🤖 AI Summary
To address the challenge of insufficient end-to-end fuzzing coverage for the LLVM compiler backend, this paper introduces IRFuzzer—the first dedicated fuzzing framework targeting LLVM’s backend. Methodologically, it employs constraint-guided mutation coupled with LLVM IR syntax awareness to generate well-structured inputs supporting complex control flow, vector types, and function definitions. Furthermore, it instruments critical paths in the instruction selector and introduces a fine-grained feedback mechanism that jointly leverages matcher table coverage and architecture-specific built-in function invocation. Evaluated across 29 mainstream backends, IRFuzzer discovered 78 previously unknown defects—undetected by all existing fuzzers—leading to 57 fixes merged into LLVM’s main branch and 5 backported to LLVM 15. This work significantly advances the reliability verification of LLVM backend code generation.
📝 Abstract
Modern compilers, such as LLVM, are complex.
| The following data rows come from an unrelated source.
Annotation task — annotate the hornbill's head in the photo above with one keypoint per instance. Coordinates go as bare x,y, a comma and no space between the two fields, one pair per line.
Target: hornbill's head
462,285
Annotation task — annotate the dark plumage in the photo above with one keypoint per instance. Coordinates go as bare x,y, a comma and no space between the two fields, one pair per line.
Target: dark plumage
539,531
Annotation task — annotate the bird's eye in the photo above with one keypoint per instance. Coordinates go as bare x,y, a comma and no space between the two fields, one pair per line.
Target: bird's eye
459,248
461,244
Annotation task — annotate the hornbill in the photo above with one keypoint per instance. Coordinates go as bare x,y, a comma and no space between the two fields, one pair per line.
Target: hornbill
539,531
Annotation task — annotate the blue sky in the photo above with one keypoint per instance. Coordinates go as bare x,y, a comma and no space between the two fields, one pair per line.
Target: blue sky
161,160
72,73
Due to their complexity, manual testing is unlikely to suffice, yet formal verification is difficult to scale. End-to-end fuzzing can be used, but it has difficulties in discovering LLVM backend problems for two reasons. First, frontend preprocessing and middle optimization shield the backend from seeing diverse inputs. Second, branch coverage cannot provide effective feedback as LLVM backend contains much reusable code. In this paper, we implement IRFuzzer to investigate the need of specialized fuzzing of the LLVM compiler backend. We focus on two approaches to improve the fuzzer: guaranteed input validity using constrained mutations to improve input diversity and new metrics to improve feedback quality. The mutator in IRFuzzer can generate a wide range of LLVM IR inputs, including structured control flow, vector types, and function definitions. The system instruments coding patterns in the compiler to monitor the execution status of instruction selection. The instrumentation not only provides new coverage feedback on the matcher table but also guides the mutator on architecture-specific intrinsics. We ran IRFuzzer on 29 mature LLVM backend targets. IRFuzzer discovered 78 new, confirmed bugs in LLVM upstream, none of which existing fuzzers could discover. This demonstrates that IRFuzzer is far more effective than existing fuzzers. Upon receiving our bug report, the developers have fixed 57 bugs and back-ported five fixes to LLVM 15, which shows that specialized fuzzing provides actionable insights to LLVM developers.